Some JPM guy tells FT that there is no precedent for this kind of “shock therapy”. Striking statement—countries were afflicted with overnight monetary (and fiscal) changes in the Eastern part of Europe after WWII, for example. In one case, in 1947, the new Soviet-imposed communist authorities in Romania exacerbated the inflationary pressures associated with the just concluded war by flooding the market with new banknotes in the 5M lei (!) denomination on a total circulation of 50,000 billion lei (NGR). It played to the market psychology (to expect further inflation since the National Bank just issued the 5M note).
This intentional savings and value-destruction was a prelude to a “stabilization” that was necessary in any case but was delayed until propitious for the government. Thus softened-up, “the market” later acquiesced to sudden (3 day) confiscation of all kinds: currency (at ridiculous trade-in rates and amounts under very low thresholds), goods (the communist government had bought peasant’s whole summer of ’47 grain crop and private companies’ inventories with old cash) and valuables (gold, etc.).
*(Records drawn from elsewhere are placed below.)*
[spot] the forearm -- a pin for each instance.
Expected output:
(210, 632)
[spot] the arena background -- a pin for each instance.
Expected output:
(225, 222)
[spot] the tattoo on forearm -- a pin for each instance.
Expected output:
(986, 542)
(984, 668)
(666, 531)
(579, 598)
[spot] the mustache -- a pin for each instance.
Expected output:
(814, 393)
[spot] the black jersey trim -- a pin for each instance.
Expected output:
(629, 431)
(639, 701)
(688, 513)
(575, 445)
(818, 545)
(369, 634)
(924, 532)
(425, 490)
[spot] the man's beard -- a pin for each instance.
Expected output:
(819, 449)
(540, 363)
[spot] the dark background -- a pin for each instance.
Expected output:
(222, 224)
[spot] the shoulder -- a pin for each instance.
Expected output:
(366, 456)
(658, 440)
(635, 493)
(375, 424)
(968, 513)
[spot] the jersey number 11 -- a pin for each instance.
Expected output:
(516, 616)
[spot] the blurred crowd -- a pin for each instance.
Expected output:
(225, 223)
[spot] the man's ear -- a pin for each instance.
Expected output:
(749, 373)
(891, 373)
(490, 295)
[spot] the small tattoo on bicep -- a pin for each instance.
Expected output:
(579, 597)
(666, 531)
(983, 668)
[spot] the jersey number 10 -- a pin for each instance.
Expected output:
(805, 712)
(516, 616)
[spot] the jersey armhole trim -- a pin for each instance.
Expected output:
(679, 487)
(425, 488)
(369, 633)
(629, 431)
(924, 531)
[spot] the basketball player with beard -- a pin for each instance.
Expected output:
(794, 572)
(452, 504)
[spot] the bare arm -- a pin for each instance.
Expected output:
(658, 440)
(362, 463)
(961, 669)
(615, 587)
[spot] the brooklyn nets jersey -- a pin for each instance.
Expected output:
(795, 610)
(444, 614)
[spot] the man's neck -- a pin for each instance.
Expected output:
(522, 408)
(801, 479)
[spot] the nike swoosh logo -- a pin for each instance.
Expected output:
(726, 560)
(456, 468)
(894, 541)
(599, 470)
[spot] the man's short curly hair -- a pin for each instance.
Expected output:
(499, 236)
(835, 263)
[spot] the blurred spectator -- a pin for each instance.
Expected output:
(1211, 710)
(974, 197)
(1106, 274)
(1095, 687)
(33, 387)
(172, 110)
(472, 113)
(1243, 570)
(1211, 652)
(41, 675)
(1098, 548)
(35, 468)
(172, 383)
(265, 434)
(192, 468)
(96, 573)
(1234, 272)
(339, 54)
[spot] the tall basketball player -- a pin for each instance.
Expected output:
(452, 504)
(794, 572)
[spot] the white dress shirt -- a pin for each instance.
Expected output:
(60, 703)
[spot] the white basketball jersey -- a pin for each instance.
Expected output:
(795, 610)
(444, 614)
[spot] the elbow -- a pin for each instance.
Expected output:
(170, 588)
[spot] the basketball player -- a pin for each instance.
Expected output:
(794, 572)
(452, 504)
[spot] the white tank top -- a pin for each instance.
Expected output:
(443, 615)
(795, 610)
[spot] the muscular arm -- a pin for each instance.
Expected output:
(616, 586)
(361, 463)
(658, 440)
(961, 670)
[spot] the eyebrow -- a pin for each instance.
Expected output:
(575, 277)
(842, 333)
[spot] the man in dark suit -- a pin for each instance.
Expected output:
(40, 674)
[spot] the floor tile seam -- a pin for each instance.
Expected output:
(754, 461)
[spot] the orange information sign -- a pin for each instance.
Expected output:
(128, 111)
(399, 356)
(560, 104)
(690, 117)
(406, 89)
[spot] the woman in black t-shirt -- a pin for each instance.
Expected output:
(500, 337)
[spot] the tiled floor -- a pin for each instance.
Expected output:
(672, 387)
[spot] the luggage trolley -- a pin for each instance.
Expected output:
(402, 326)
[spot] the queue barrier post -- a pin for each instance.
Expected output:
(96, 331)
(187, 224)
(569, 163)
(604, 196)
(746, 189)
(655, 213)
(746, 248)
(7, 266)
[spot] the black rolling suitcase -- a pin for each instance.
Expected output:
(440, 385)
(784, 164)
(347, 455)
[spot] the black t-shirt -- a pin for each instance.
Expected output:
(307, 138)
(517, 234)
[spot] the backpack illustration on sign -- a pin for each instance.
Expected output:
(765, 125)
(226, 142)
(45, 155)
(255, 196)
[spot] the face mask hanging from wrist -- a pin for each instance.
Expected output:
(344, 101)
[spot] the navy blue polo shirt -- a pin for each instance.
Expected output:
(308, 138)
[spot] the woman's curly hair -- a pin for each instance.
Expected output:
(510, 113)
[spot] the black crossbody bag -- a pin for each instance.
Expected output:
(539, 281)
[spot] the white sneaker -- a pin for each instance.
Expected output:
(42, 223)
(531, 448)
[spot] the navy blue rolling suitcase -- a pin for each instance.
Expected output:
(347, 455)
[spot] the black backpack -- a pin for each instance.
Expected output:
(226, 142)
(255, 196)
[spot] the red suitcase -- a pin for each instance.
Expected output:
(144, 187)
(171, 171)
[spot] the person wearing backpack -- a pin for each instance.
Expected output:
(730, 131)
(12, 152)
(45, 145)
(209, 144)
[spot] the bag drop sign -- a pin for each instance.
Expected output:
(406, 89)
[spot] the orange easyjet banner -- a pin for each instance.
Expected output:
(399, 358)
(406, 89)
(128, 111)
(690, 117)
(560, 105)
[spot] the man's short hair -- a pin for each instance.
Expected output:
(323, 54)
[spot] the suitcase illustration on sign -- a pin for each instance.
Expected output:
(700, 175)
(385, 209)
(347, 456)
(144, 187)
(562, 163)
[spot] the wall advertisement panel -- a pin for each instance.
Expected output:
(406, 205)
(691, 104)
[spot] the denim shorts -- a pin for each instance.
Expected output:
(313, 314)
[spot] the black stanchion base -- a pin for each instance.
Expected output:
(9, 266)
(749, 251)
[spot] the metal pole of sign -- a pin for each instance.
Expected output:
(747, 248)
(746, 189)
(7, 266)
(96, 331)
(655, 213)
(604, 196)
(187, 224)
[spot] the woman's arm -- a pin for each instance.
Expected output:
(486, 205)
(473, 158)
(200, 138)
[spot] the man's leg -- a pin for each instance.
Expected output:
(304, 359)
Naturally, just as today in India, the poor were the most impacted. Not only were the “stabilized” values extremely low, but the exchange took place at the banks, which were unavailable in rural areas which hosted most of the population. (In another parallel, the banks took in the whole amount one brought in but only exchanged up to a very low threshold, keeping the rest as “credit to be settled at a later time”—which never came.)
Modi’s aim is to em-bank the Indian people, to gain “transparency”, etc., while garnishing his plan with threats of tax audits and the humiliation of having people’s fingers inked. Beyond the feasibility of the economics of micro-micro-banking, this combination will likely leave out a significant amount of cash (from people’s savings) that will not be exchanged—much to the benefit of the government: “seigniorage”…in spades. Armed with this new purchasing power, who knows to what heights transparency can be taken by Modi’s government.
And on yet another parallel, the well-to-do in India, just as the ones on 1940’s Romania, already protect their money (in foreign accounts, etc.) and, as UChicago professor and former recent Bank of India governor, Rajan, explains, “the clever” will “find ways around this program”. The erstwhile “bourgeois” dealt and saved in specie or foreign currency, and acted on their mistrust of the communists by not exchanging their valuables in hopes of a political “stabilization” (“vin Americanii!”) which did not happen. That this eventually led to the gross injustice of their show trials and then their demise in the late ‘40s and early ’50s is a parallel not yet drawn—and it hopefully never will be.